Creating histogram from data in two columns

alisha.garibaldi · May 28, 2020, 5:21pm

Hi all - I'm hoping that someone can help me with this. I have an large dataset that I need to create a histogram of, but my data is in two columns. The first column (CO) is median income (the quantitative variable I want on my x axis), the second column (CONum) is the count of the number of individuals reporting that income. I have 1000 different incomes, and each one has a count of up to 15,000, so I can't transform this data manually.
Thank you!

startz · May 28, 2020, 5:40pm

This isn't as easy as one might think. A good option that takes a little work is described at https://stackoverflow.com/questions/6957549/overlaying-histograms-with-ggplot2-in-r.

An easier, but much less attractive solution is
hist(
col1,
col = "red",
)
hist(col2,
col = "blue",
add = TRUE)
where the trick is add=TRUE in the second hist.

alisha.garibaldi · May 28, 2020, 9:07pm

Hey! Thanks for your response. This definitely helps with the end goal of what I need to do, but right now I essentially need both columns to form a single plot, not overlaying plots. I need each number in column 1 to repeat as many times as specified in column 2, and make a histogram out of the combined data.

mfherman · May 28, 2020, 9:19pm

There are a couple approaches here that could work. The first is to use the uncount() function from the tidyr package which takes data in the form you are describing and expands it where you get one row for the count in each category.

library(tidyverse)

df <- tibble(
  median_inc = seq(1, 1000000, 1000),
  n = rpois(1000, 15)
)

df %>% 
  uncount(n) %>% 
  ggplot(aes(median_inc)) +
  geom_histogram()
#> `stat_bin()` using `bins = 30`. Pick better value with `binwidth`.

Another option is to just directly plot your data using geom_col(), since it sounds like you already have binned data.

df %>% 
  ggplot(aes(median_inc, n)) +
  geom_col()

^{Created on 2020-05-28 by the reprex package (v0.3.0)}

alisha.garibaldi · May 28, 2020, 10:29pm

Hey - I need to be able to keep it as a histogram. Right now I'm trying to work on using the rep function on the data. I created a data.frame co.df. The first five rows look like this:

co.df
CO CONum
1 59099 8239
2 65957 14420
3 75794 14964
4 101313 11176
5 140610 4282

I'm trying to use the following:
co.expanded <- co.df[rep(row.names(co.df), co.df$CONum),]
and I'm getting the error:
Error in rep(row.names(co.df), co.df$CONum) : invalid 'times' argument

Any idea what i'm doing wrong here? Thanks again for your help - very new to R over here.

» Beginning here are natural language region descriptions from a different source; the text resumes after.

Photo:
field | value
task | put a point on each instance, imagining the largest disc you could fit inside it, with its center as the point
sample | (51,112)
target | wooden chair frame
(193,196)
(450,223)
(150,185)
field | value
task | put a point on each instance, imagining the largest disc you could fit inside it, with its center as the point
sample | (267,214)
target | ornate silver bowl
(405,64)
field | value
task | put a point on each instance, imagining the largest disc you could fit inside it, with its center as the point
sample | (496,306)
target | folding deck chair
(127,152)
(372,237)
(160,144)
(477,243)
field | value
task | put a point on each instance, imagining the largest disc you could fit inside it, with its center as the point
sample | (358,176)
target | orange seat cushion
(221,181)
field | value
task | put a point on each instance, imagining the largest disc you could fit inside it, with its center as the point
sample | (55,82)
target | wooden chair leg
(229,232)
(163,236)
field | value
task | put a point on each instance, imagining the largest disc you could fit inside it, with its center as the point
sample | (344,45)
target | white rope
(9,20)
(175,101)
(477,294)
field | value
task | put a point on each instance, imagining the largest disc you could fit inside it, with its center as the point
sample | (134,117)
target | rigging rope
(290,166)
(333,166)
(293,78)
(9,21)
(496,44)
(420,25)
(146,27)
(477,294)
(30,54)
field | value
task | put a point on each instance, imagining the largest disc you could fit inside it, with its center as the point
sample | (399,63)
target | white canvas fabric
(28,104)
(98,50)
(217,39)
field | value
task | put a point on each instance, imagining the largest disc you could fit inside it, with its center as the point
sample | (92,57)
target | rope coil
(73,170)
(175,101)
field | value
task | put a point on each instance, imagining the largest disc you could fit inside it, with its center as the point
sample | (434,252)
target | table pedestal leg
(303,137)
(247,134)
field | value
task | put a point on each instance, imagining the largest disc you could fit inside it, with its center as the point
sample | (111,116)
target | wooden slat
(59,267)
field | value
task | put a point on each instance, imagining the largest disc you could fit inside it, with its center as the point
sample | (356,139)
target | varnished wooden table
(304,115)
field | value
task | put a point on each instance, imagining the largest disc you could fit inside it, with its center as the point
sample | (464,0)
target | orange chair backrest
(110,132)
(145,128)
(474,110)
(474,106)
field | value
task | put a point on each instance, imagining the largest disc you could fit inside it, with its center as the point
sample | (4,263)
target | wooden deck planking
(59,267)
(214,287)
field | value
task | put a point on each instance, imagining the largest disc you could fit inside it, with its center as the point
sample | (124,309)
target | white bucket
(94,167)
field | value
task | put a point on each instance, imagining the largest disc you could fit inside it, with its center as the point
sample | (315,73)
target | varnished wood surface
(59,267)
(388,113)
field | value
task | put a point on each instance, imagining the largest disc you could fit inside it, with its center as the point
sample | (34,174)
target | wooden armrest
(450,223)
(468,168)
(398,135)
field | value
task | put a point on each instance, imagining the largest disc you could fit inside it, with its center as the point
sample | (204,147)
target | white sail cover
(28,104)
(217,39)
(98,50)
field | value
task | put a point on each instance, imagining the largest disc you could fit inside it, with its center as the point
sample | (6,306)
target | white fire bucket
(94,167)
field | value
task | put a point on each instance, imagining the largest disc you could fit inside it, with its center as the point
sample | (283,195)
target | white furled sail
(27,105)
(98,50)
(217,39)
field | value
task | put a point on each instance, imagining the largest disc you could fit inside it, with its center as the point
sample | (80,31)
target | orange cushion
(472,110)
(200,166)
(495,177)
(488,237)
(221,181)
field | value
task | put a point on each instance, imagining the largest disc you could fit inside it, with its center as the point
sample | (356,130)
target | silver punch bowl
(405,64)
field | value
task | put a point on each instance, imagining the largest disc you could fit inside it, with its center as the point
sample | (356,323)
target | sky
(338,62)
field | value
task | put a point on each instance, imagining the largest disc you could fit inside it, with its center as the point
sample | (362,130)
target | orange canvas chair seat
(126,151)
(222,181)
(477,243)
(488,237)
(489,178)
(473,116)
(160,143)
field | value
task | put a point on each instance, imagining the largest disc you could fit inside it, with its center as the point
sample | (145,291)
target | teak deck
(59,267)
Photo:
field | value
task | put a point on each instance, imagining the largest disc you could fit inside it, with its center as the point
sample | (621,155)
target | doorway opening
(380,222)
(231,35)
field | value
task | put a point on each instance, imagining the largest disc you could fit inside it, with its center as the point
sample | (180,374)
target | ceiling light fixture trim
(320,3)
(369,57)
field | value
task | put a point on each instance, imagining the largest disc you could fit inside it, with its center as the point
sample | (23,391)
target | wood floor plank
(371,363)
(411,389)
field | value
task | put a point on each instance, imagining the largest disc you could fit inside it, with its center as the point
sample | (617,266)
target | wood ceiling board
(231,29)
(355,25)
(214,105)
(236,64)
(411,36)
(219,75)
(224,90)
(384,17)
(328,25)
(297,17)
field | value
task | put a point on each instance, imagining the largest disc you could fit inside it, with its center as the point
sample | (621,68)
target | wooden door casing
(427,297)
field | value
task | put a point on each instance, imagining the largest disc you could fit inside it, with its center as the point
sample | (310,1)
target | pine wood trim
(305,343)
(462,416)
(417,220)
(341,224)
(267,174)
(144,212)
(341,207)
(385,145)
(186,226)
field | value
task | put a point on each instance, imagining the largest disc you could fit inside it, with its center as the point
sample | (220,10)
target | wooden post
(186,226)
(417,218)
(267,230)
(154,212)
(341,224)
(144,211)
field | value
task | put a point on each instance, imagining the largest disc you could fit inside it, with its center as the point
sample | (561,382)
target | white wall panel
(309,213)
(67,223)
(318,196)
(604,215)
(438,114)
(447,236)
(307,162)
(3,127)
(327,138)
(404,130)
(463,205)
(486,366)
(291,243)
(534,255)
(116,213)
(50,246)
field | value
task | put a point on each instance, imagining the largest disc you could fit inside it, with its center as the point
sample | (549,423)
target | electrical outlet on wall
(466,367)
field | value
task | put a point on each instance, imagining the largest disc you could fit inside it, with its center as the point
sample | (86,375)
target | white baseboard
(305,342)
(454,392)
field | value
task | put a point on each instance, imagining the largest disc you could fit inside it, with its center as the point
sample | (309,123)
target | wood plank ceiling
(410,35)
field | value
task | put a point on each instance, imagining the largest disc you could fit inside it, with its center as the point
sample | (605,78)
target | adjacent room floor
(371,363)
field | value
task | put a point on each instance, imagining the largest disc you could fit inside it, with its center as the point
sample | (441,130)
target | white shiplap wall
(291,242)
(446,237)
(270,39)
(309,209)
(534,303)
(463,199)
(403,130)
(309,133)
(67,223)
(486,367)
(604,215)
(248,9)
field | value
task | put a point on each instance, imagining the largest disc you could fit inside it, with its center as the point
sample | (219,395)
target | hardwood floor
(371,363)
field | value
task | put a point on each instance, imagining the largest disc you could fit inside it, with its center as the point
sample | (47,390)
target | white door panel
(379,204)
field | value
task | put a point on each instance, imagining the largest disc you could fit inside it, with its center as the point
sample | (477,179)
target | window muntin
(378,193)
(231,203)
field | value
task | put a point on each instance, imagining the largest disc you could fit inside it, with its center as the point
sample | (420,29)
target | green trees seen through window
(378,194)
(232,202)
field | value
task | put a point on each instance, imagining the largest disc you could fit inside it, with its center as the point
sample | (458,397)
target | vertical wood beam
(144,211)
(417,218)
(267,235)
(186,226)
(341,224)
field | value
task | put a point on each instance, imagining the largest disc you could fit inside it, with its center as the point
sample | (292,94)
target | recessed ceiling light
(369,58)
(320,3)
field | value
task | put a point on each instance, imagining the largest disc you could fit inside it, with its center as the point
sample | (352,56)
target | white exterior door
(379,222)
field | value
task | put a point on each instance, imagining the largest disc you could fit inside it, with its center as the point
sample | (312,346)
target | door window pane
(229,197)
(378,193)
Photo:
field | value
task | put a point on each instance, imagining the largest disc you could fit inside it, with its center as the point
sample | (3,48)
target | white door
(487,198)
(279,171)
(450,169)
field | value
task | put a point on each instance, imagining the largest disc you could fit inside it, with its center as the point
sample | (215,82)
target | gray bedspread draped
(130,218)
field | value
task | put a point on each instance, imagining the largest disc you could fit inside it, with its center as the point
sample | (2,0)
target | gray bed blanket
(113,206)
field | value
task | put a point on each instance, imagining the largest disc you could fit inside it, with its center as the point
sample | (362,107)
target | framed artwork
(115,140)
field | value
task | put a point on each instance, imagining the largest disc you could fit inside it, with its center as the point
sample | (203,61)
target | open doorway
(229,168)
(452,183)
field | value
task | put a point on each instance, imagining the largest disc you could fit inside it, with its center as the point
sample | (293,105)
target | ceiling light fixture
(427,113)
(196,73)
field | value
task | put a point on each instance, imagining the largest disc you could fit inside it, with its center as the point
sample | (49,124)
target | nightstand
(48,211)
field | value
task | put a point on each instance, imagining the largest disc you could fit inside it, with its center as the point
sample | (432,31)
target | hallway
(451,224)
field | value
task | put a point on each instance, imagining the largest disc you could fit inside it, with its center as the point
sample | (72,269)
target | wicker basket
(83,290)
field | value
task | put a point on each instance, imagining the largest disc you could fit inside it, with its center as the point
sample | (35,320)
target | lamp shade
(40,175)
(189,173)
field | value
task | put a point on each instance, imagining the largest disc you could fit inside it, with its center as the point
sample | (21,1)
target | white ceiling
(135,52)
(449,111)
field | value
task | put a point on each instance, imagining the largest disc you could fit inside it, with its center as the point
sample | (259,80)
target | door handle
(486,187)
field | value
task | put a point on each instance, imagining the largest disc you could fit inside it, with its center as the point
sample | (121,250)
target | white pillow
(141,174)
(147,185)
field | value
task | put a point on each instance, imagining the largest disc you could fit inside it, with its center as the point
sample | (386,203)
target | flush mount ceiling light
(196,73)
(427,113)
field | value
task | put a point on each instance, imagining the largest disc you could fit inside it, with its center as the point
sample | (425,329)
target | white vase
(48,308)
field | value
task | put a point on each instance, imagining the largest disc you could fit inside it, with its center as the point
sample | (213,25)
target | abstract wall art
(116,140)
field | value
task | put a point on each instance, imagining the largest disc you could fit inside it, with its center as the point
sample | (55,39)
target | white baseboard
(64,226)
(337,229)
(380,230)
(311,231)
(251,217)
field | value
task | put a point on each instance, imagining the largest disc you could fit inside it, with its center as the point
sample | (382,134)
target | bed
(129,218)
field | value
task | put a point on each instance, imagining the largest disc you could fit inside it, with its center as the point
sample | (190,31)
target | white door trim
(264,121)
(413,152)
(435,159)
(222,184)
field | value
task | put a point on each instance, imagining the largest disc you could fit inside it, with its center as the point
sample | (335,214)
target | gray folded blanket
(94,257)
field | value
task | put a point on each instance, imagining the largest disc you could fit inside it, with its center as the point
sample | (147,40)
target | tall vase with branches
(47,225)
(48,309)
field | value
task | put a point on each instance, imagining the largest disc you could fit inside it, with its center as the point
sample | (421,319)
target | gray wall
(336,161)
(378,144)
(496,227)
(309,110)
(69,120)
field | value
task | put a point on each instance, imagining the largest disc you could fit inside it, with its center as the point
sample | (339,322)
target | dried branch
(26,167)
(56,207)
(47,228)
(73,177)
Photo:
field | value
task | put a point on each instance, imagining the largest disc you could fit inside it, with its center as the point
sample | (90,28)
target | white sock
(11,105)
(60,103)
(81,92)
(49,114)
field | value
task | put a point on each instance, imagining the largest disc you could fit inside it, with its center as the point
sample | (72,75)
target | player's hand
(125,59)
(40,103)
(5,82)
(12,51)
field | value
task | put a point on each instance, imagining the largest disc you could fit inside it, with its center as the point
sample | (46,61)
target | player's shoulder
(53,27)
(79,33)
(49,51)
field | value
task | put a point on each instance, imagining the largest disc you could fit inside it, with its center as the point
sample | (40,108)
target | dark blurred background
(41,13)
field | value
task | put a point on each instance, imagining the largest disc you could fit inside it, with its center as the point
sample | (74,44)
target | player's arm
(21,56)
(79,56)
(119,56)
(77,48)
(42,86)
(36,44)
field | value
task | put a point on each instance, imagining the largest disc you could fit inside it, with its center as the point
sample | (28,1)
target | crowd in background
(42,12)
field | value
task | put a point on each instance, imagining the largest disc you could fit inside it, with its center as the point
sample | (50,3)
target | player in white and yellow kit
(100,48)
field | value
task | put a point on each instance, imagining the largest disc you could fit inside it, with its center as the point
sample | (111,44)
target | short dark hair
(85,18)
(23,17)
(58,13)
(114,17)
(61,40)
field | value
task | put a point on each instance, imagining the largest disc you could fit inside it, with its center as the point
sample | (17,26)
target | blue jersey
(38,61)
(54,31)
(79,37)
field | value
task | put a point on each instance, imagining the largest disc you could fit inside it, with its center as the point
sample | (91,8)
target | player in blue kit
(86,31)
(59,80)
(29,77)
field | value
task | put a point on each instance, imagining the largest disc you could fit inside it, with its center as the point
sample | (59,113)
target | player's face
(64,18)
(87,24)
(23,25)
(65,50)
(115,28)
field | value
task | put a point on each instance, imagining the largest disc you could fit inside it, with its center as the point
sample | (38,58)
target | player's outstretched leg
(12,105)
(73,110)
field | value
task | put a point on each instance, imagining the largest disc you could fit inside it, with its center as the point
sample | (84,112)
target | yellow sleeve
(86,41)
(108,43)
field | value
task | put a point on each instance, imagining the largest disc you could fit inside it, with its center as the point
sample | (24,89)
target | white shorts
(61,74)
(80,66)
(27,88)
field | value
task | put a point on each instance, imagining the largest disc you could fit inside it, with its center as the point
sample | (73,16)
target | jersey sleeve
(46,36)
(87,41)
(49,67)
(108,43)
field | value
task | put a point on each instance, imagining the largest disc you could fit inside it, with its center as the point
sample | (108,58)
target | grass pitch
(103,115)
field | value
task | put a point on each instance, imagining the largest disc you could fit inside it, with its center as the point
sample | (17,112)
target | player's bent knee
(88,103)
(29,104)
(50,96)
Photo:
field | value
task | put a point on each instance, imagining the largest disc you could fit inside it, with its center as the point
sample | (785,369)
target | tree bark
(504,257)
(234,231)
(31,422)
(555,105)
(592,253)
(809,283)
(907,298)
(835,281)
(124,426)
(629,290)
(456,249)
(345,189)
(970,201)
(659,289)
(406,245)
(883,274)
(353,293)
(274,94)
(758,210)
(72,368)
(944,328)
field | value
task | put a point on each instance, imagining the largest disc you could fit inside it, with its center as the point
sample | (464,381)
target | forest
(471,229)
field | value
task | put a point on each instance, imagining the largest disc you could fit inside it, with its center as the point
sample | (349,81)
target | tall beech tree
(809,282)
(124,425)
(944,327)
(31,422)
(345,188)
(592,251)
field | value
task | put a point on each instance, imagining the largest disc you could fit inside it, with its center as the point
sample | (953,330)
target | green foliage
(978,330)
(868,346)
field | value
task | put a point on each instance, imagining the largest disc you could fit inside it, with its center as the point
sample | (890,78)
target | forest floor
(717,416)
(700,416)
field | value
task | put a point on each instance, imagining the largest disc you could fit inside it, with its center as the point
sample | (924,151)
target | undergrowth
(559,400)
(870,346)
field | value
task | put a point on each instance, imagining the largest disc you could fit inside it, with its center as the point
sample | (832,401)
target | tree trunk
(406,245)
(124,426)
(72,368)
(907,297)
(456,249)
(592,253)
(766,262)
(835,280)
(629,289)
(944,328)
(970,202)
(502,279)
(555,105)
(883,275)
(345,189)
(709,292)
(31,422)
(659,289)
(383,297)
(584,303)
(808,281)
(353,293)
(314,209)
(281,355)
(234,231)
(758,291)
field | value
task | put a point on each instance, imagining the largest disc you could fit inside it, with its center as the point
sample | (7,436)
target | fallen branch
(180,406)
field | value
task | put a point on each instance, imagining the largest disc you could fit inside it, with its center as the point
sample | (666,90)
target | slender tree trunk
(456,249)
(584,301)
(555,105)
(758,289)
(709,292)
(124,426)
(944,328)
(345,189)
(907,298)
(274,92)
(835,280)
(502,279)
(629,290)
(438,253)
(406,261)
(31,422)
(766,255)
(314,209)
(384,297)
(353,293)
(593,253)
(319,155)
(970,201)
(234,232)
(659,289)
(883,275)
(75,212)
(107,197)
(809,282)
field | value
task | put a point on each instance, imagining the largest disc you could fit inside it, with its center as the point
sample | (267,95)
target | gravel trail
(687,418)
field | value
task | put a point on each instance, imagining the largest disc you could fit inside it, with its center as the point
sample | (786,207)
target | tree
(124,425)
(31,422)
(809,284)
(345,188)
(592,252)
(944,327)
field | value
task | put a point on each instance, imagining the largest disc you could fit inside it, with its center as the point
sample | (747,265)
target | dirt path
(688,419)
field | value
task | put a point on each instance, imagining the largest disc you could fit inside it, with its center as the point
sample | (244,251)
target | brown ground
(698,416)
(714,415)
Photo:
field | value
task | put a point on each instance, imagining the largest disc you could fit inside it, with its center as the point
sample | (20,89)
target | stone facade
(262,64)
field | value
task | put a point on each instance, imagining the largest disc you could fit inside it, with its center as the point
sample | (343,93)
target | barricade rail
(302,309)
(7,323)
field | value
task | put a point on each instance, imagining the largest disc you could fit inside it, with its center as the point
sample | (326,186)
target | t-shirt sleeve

mfherman · May 28, 2020, 10:50pm

Your code is working just fine for me! In fact, it's the equivalent of the uncount() function. See below for an example of both ways of "expanding" your count data frame.

library(tidyverse)

# set up the data
co.df <- tribble(
  ~CO, ~CONum,
  59099, 8239,
  65957, 14420,
  75794, 14964,
  101313, 11176,
  140610, 4282
  )

# using base r
co.expanded <- co.df[rep(row.names(co.df), co.df$CONum), ]

# using tidyr
co.expanded2 <- co.df %>% 
  uncount(CONum, .remove = FALSE)

# check to see if both data frames are the same
identical(co.expanded, co.expanded2)
#> [1] TRUE

# make a histogram
co.expanded %>% 
  ggplot(aes(CO)) +
  geom_histogram()
#> `stat_bin()` using `bins = 30`. Pick better value with `binwidth`.

^{Created on 2020-05-28 by the reprex package (v0.3.0)}

startz · May 29, 2020, 2:10am

Look at weighted.hist() in the plotrix package.

system · June 19, 2020, 2:10am

This topic was automatically closed 21 days after the last reply. New replies are no longer allowed.